The rapid expansion of AFRICOM on the African continent should be a cause for concern as African nations are quickly surrendering their sovereignty to the US. As the only country without a relationship to AFRICOM, Eritrea bears the brunt of US vilification. We must salute Eritrea’s ongoing project of national liberation.

The U.S. has built military-to-military relations with 53 out of the 54 African countries that include agreements to cede operational command to AFRICOM, the U.S. Africa Command. The broad network of AFRICOM military bases, as well as those from France and other world powers, are examples of how African states are surrendering their sovereignty through neocolonial relationships with Western countries. African self-determination and national sovereignty are impossible as long as the U.S. and its European allies are allowed to use military power to control African land, labor, and resources.

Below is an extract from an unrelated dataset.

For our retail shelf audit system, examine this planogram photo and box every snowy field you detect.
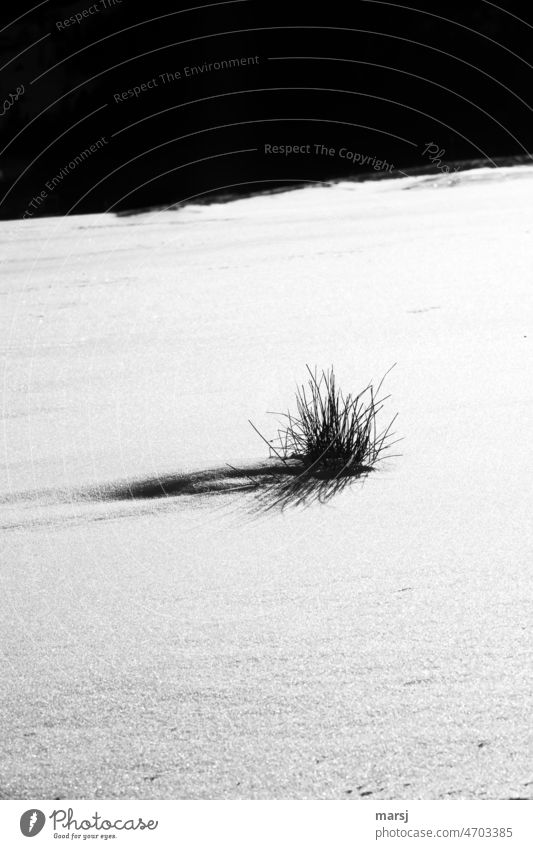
[0,167,533,800]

A major component of AFRICOM’s activities includes the indoctrination of African security forces through military training, including through the Africa Contingency Operations Training and Assistance Program (ACOTA) (formerly the African Crisis Response Initiative) (ACRI) ),  Africa Center for Strategic Studies (ACSS)International Military Training and Education (IMET) Program, and the numerous military exercises carried out by AFRICOM forces, including African Lion , Cutlass Express, Phoenix Express, Obangame Express, and Flintlock , among many other exercises, which have included participation from almost every African country. As Netfa Freeman pointed out in a recent article, “an indoctrination about the inherent goodness of the U.S.-European role in Africa accompanies this military training with blindspots about the true legacy of colonialism.”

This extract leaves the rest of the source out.